「経済産業省がいうDX」と「DXの本質」の違い
さて、「DX」がなんの略語かは理解できたとして、それでは「DX」とはどのような概念を示しているのでしょうか。
この言葉の初出は、ウメオ大学(スウェーデン)・エリック・ストルターマン教授の「Information Technology and the Good Life」(2004年)という論文だったといわれています。同教授はこの論文のなかで「よりよい生活のために技術を批判的に調べることができる研究の出発点として、適切な研究ポジションを確立する試み」(https://ja.wikipedia.org/wiki/デジタルトランスフォーメーション)と解説しています。これが研究や社会実装を前提とした広義の「DX」の定義と言えるでしょう。

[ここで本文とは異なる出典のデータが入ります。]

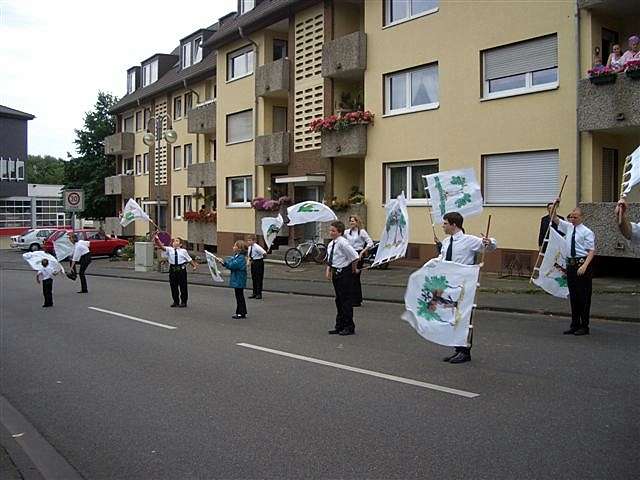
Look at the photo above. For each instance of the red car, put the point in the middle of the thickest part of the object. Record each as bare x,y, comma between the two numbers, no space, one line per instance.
99,243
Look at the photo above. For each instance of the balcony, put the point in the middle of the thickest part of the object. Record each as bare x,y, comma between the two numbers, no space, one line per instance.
273,149
608,107
201,175
121,143
202,118
346,57
272,79
351,142
119,185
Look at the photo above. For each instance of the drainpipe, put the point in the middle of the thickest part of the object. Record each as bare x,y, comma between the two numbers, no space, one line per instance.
255,110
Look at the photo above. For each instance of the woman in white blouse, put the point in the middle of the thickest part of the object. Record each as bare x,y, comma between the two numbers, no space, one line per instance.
360,240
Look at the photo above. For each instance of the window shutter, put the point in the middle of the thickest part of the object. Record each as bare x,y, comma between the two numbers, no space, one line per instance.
521,57
521,178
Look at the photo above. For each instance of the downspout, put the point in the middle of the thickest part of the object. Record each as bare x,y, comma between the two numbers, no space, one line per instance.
255,110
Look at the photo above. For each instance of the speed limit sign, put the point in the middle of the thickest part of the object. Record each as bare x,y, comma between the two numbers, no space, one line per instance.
73,200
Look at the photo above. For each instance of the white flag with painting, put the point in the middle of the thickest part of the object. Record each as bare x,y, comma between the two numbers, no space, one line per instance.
394,238
439,301
133,211
270,228
454,191
213,267
631,174
307,212
552,275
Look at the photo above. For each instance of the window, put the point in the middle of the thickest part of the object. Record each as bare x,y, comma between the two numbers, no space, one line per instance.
522,67
177,158
186,55
407,178
197,50
412,90
240,63
239,191
177,107
138,164
188,160
246,5
240,126
527,178
177,207
396,11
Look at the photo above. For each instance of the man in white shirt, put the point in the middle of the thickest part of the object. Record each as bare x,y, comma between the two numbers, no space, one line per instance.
178,258
256,258
82,256
341,266
459,247
630,230
580,243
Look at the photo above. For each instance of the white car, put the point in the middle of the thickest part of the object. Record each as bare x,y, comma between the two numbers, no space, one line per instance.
32,239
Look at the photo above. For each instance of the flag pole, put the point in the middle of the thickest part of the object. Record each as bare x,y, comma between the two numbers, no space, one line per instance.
554,209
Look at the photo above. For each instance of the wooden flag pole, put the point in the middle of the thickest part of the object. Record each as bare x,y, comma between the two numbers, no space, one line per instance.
554,209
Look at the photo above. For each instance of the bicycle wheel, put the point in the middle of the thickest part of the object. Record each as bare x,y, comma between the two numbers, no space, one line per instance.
293,258
320,253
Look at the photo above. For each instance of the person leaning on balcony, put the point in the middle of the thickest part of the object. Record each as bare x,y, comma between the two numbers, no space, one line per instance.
580,243
630,230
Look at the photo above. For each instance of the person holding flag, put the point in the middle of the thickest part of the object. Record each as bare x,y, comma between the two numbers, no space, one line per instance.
460,247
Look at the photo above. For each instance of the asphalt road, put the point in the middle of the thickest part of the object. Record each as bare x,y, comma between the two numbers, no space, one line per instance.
120,399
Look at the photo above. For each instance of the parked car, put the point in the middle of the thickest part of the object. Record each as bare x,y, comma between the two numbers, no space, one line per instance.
99,243
32,239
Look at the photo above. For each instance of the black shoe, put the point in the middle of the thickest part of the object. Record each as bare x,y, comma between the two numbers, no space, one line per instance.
461,357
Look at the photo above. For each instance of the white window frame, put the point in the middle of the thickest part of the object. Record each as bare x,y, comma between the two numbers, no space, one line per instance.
407,191
248,187
244,51
387,15
388,112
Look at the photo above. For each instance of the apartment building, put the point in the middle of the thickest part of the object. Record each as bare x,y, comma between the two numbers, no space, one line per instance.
497,86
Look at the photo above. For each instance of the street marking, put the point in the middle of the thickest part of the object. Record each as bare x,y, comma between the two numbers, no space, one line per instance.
161,325
393,378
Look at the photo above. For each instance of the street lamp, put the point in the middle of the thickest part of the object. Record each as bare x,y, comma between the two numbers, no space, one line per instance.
149,139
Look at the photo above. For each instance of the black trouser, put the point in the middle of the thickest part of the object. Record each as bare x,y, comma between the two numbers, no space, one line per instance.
343,286
241,305
257,276
579,295
178,282
47,291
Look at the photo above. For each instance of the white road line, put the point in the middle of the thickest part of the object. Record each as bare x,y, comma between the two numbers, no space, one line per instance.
393,378
168,327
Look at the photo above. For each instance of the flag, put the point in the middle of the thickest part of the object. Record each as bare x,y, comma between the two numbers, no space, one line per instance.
552,274
213,267
63,247
439,301
394,238
34,259
454,191
631,174
306,212
133,211
270,228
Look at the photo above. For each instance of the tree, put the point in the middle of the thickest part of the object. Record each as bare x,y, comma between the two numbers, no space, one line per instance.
89,169
47,169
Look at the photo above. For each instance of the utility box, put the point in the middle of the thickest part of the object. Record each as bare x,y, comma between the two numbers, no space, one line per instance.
144,256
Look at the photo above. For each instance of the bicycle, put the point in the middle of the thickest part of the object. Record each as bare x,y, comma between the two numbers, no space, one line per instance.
311,249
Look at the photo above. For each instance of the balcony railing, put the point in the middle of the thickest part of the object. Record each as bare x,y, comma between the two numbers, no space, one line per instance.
119,185
273,149
272,79
202,118
345,57
610,106
121,143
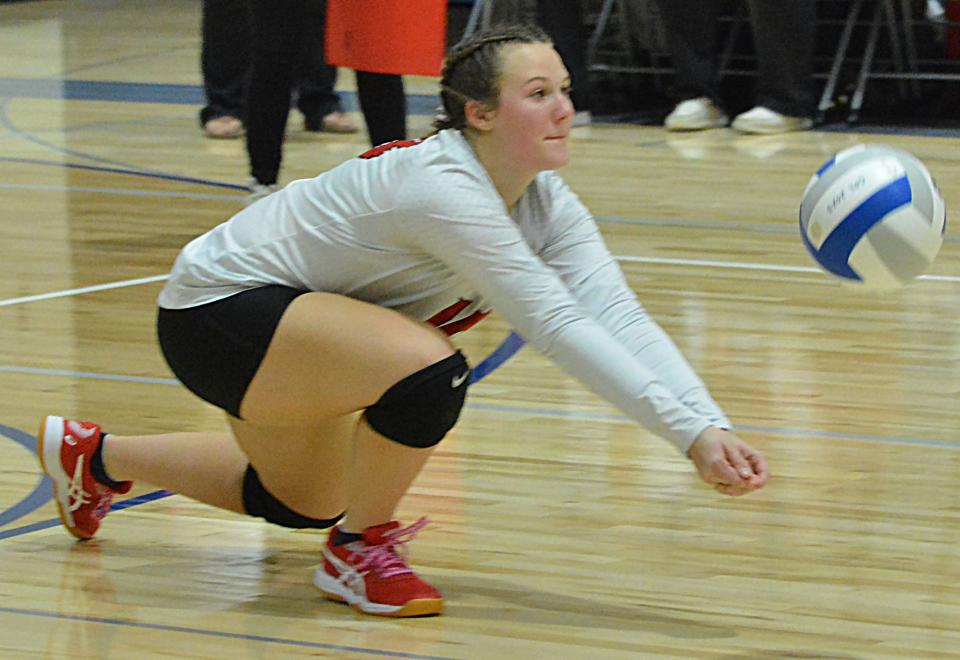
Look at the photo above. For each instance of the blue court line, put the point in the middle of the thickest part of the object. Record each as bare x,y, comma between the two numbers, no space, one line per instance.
40,494
496,359
120,192
125,171
127,92
215,633
55,522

その後、多くの人が「DX」について様々な解釈・定義を行っていますが、ここでは経済産業省が2018年にまとめた「DX推進ガイドライン」の内容を紹介します。
同レポートでは、「DX」を「企業がビジネス環境の激しい変化に対応し、データとデジタル技術を活用して、顧客や社会のニーズを基に、製品やサービス、ビジネスモデルを変革するとともに、業務そのものや組織、プロセス、企業文化・風土を変革し、競争上の優位性を確立すること」と定義しています。昨今、日本で盛んに叫ばれている「DX」はこちらを指しているといえます。つまり、狭義の定義となります。

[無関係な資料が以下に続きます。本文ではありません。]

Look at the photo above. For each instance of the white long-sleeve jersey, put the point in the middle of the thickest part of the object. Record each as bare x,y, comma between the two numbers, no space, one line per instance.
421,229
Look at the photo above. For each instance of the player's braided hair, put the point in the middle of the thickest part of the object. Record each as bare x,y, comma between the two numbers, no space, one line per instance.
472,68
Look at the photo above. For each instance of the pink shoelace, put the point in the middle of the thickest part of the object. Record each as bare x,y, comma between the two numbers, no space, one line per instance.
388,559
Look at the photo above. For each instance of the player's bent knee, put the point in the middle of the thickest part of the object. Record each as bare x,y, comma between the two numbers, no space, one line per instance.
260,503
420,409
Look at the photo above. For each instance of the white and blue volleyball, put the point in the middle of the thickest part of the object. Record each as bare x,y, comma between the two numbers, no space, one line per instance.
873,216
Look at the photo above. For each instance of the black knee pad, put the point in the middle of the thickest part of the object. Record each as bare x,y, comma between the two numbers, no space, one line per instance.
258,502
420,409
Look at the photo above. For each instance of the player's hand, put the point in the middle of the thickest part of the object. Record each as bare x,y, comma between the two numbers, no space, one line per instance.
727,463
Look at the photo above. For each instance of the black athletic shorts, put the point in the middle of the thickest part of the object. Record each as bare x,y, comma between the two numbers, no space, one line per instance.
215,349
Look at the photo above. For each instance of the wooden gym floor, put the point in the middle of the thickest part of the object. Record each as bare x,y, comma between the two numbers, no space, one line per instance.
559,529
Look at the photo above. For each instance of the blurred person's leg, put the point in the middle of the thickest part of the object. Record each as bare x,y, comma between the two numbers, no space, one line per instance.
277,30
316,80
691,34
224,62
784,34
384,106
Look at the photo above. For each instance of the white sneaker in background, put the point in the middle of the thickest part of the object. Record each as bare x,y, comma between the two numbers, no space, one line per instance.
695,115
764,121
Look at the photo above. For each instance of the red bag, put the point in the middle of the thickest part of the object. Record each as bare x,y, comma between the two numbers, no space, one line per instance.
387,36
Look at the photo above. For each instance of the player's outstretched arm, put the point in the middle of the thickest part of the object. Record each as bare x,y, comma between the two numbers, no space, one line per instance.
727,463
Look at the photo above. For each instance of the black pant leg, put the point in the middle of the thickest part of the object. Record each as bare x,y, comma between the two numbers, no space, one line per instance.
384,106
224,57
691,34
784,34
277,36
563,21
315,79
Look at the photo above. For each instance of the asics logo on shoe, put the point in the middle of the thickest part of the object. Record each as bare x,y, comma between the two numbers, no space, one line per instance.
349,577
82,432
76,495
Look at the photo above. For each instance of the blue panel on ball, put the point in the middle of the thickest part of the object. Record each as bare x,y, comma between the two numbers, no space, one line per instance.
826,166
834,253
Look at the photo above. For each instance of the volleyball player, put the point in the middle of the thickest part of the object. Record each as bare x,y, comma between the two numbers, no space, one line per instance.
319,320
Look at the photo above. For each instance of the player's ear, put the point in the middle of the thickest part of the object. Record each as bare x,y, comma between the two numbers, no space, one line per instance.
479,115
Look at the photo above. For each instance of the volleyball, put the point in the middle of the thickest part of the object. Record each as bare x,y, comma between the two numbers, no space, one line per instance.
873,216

下の図表は、その経産省の定義(図表左)に、企業としてすべき取り組み、姿勢を付け加えてみたものです。一度始めた変革には終わりがありません。次々と現状を否定し先に進む、そうして未来を創り上げていく、そのような持続的なデジタル化、改善活動こそが「DXの本質」です。
また、「DX」の推進にあたり、「DX人材」を社内に持つべきか否かという議論も盛んに行われています。もちろん、適切な人材がいれば社内で確保したほうがよいことに変わりはありませんが、ご存知のとおり、日本のIT人材不足は深刻です。
現実解として提案できることは、人材確保を推進しつつ、顧客とともに併走してくれるIT専門集団企業をみつけ、積極的に活用していくことです。そうすれば、企業が目指す「DXのカタチ」もおのずとみえてくるのではないでしょうか。